Philosophers and theologians have written pages on how to understand this. John Frame, for instance, includes a chapter evaluating various views in The Doctrine of God (chapter 9).
I’m not even going to attempt to evaluate the various positions here, except to say a few things.
It’s important to be humble – We are really dealing with things that are out of our league here. It’s not wrong to explore them, but we need to recognize the limits of our knowledge. Arminians are right to emphasize human freedom. Calvinists are right to emphasize God’s control. Frame suggests that these are two perspectives on the same thing: God’s control includes allowing creatures to act with creaturely integrity or freedom. Both Calvinists and Arminians have lots to learn from each other. Nobody has all the questions answered. We can say what we know for sure, but we had better not go much further.
We need to hold the two beliefs – God’s control and human responsibility – in tension. The real danger is when we let go of one or the other. That leads to all kinds of problems. J.I. Packer writes:
What should one do, then, with an antinomy? Accept it for what it is, and learn to live with it. Refuse to regard the apparent inconsistency as real; put down the semblance of contradiction to the deficiency of your own understanding; think of the two principles as, not rival alternatives, but, in some way at present you do not grasp, complementary to each other. Be careful, therefore, not to set them at loggerheads, nor to make deductions from either that would cut across the other…Teach yourself to think of reality in a way that provides for their peaceful coexistence, remembering that reality itself has proved actually to contain them both. (Evangelism and the Sovereignty of God)
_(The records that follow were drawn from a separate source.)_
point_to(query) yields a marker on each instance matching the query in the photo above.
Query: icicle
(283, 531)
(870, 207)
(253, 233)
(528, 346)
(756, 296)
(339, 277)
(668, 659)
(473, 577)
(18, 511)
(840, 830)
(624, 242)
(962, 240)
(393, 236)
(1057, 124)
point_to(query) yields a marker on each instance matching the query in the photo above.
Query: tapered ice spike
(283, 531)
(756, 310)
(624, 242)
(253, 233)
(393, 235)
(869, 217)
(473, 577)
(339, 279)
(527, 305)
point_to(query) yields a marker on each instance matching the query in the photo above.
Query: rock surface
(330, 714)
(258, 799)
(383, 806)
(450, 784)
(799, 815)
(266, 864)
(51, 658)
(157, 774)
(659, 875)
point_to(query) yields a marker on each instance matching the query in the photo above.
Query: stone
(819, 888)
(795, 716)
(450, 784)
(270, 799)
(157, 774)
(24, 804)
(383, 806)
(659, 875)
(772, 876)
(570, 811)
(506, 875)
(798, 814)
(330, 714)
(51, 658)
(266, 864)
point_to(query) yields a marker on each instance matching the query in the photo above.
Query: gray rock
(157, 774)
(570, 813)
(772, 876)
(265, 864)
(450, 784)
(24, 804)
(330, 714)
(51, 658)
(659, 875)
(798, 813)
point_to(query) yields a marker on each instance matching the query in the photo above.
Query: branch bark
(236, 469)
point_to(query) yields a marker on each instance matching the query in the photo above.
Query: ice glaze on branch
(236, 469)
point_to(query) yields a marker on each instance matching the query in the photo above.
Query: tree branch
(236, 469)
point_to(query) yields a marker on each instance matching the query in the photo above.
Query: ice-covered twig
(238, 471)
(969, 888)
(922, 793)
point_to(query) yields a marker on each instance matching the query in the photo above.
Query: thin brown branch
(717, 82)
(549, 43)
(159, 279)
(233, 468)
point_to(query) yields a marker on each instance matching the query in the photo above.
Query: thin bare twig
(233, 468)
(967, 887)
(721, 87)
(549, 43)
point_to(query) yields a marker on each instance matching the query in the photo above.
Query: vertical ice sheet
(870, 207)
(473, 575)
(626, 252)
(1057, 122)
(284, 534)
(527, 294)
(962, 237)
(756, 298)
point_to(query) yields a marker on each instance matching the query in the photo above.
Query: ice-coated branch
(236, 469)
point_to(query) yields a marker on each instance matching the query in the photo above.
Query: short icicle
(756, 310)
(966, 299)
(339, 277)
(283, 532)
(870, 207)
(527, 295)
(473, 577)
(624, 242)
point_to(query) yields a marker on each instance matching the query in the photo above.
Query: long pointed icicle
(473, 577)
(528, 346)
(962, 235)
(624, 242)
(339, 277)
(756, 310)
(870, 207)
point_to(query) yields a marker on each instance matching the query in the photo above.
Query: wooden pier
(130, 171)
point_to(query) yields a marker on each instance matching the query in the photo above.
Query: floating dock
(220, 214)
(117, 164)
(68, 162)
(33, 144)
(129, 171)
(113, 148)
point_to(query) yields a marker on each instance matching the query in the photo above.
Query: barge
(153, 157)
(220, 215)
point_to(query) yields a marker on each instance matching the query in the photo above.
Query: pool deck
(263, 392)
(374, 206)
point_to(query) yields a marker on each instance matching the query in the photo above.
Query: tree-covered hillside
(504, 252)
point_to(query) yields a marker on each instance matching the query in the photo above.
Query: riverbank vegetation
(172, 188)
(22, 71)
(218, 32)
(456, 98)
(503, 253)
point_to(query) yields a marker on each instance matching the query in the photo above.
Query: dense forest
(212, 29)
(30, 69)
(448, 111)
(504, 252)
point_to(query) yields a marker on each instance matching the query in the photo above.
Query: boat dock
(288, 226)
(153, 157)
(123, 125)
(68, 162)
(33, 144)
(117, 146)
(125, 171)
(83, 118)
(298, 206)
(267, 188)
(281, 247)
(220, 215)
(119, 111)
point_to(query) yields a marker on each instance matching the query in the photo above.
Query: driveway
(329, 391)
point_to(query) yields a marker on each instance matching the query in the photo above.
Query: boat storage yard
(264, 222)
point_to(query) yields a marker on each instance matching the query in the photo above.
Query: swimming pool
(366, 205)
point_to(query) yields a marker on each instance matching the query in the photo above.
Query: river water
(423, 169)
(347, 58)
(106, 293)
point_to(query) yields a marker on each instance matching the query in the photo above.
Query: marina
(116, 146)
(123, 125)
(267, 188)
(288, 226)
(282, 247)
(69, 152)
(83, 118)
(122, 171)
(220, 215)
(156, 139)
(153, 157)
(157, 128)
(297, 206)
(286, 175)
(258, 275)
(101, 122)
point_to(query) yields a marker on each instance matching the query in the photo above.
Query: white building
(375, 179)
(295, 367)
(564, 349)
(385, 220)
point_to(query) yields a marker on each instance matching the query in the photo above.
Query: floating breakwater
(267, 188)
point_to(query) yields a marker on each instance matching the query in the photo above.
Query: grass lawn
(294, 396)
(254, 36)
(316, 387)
We need to be careful in interpreting individual events or offering glib comments – We can be sure that God is in control, but that does not mean that we know why individual events take place. We can guess, but that’s all we can do.
God is not the author of evil – If God controls all things, it’s tempting to think this makes him the author of evil. But Scripture writers, who say that God controls even those who bring about evil, never accuse God of evil. We’re warned against judging God, who is in an entirely different category than we are (Romans 9:19-21). There are various ways of explaining this. We may not understand it, but that doesn’t make it untrue.
I agree with what Trevin Wax twittered last week: “To people wrestling with the problem of evil: God didn’t come to explain evil; he came to utterly destroy it.” That’s where we’ll go tomorrow.